We wrote about Meraculous assembler over two years back (see Genome Assembly MERmaid and Meraculous) and even then it was noteworthy for implementing perfect hash data structure for storing the graph. Reader J. Zola pointed out that the program improved significantly since then.
You should also point out that in SC 2014 Aydin Buluc et al. published what is probably the most scalable parallel version of de Bruijn graph construction. The algorithm has been designed for and incorporated into Meraculous. More here: http://dl.acm.org/citation.cfm?id=2683642.
Readers can access the paper on scalable parallel dBG construction here. Performance improvement from days to seconds appears very impressive !

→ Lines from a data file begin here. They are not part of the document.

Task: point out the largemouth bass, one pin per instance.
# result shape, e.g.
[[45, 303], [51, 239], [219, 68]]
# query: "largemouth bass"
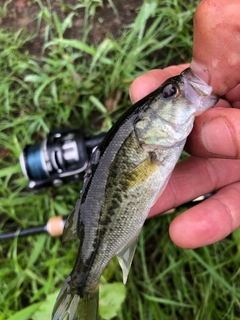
[[126, 174]]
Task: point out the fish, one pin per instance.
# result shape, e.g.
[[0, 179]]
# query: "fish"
[[126, 174]]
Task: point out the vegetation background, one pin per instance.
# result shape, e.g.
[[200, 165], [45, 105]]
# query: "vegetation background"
[[69, 64]]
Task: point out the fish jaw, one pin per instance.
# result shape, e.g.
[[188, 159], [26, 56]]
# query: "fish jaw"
[[198, 92]]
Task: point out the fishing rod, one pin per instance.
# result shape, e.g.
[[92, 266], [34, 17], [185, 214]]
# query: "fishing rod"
[[59, 159], [54, 226]]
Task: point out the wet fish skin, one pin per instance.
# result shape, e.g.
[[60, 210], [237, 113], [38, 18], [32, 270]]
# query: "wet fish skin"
[[127, 173]]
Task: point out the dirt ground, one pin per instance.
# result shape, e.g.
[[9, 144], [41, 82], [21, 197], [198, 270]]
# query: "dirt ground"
[[23, 14]]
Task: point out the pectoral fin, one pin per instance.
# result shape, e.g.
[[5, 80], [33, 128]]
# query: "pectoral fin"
[[70, 231], [125, 258]]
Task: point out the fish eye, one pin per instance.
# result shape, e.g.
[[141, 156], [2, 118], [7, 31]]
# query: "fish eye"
[[170, 91]]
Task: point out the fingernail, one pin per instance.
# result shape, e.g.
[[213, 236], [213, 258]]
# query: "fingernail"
[[218, 139], [200, 70]]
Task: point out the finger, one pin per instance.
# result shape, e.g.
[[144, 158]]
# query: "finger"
[[216, 55], [151, 80], [216, 133], [210, 221], [194, 177]]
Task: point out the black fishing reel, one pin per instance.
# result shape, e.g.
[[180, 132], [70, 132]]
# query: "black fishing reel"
[[59, 159]]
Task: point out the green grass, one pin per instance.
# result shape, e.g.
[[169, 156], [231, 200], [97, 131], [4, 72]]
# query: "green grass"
[[71, 85]]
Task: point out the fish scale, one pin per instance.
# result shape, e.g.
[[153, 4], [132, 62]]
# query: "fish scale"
[[127, 173]]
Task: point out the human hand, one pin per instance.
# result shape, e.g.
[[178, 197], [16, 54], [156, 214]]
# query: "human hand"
[[214, 142]]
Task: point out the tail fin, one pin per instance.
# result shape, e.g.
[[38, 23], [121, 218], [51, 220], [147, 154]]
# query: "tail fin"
[[74, 306]]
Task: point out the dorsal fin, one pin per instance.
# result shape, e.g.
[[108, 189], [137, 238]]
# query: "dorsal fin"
[[125, 257]]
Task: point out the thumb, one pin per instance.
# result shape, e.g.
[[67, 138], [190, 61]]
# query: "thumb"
[[216, 133], [216, 53]]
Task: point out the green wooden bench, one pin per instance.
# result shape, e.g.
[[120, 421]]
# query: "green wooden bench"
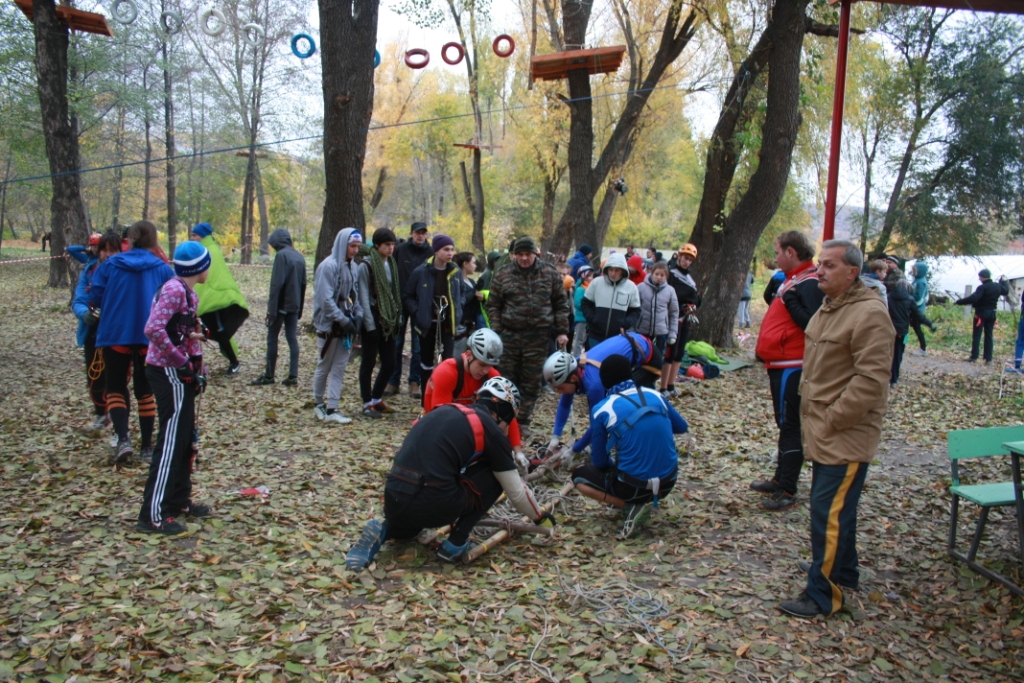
[[975, 443]]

De novo whole genome assembly reconstructs genomic sequence from short, overlapping, and potentially erroneous fragments called reads. We study optimized parallelization of the most time-consuming phases of Meraculous, a state-of-the-art production assembler. First, we present a new parallel algorithm for k-mer analysis, characterized by intensive communication and I/O requirements, and reduce the memory requirements by 6.93. Second, we efficiently parallelize de Bruijn graph construction and traversal, which necessitates a distributed hash table and is a key component of most de novo assemblers. We provide a novel algorithm that leverages one-sided communication capabilities of the Unified Parallel C (UPC) to facilitate the requisite fine-grained parallelism and avoidance of data hazards, while analytically proving its scalability properties. Overall results show unprecedented performance and efficient scaling on up to 15,360 cores of a Cray XC30, on human genome as well as the challenging wheat genome, with performance improvement from days to seconds.